Das naive Protokoll zum Auffinden eines möglichen (Virus-)Partikels stellt sich doch etwa wie folgt dar:
- Entdecke in der Patientenprobe (hier: bronchoalveoläre Lavageflüssigkeit) „viele“ Partikel gleicher Morphologie. Diese müsste es ja geben, da Virologen den behaupteten
SARS-CoV-2 Viruspartikeln eine Größe im Bereich von etwa 100 nm zuordnen.
- Trenne diese Partikel von allem anderen.
- Ziehe mehrere unterschiedliche Proben der gefundenen Partikel.
- Sequenziere alle Proben unabhängig voneinander.
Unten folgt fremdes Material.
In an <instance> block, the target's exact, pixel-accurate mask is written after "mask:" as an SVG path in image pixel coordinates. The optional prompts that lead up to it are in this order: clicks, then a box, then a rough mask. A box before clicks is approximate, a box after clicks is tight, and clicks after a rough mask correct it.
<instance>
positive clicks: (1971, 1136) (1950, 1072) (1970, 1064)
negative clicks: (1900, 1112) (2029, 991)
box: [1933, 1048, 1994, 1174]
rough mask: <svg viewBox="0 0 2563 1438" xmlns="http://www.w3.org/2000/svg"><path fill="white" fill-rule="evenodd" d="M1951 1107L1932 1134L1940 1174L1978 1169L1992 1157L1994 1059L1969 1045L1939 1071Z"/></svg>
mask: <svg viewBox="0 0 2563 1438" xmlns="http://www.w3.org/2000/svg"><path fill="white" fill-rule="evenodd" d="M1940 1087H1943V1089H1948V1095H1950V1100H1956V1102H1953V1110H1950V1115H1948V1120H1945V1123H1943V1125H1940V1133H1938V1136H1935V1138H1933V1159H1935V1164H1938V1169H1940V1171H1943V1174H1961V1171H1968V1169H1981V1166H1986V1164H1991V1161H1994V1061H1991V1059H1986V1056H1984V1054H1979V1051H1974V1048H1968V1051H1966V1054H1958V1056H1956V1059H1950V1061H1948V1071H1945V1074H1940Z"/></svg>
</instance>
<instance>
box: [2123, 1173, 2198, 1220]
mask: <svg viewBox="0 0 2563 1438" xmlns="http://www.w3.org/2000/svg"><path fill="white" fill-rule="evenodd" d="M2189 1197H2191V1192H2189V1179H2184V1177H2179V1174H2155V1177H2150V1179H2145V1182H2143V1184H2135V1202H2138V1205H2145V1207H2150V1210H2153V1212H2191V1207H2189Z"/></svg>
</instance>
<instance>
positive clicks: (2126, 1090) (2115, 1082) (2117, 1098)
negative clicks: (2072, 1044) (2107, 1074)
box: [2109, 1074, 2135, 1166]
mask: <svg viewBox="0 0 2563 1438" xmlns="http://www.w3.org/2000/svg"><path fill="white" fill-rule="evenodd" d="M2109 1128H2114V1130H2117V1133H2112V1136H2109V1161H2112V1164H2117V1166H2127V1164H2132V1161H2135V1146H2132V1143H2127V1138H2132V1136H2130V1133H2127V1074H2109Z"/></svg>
- Erhalte in allen Fällen (nahezu) dieselbe Sequenz.
Dann hätte man im wissenschaftlichen Sinne ein durch seine Sequenz und Morphologie charakterisiertes Partikel beschrieben. Der Nachweis einer möglichen Pathogenität oder Übertragbarkeit dieses
Partikels wäre aber damit bei weitem nicht erbracht.
Abschließend ist damit also festzuhalten:
In der Publikation „A new coronavirus associated with human respiratory disease in China“ [1] wurde nicht die Existenz eines „neuartigen Virus“ oder einer neuartigen „Virussequenz“ oder
eines pathogenen Erregers nachgewiesen. Insbesondere wurde keine kausale Ursache für das klinische Symptomenkomplex des untersuchten Patienten gefunden.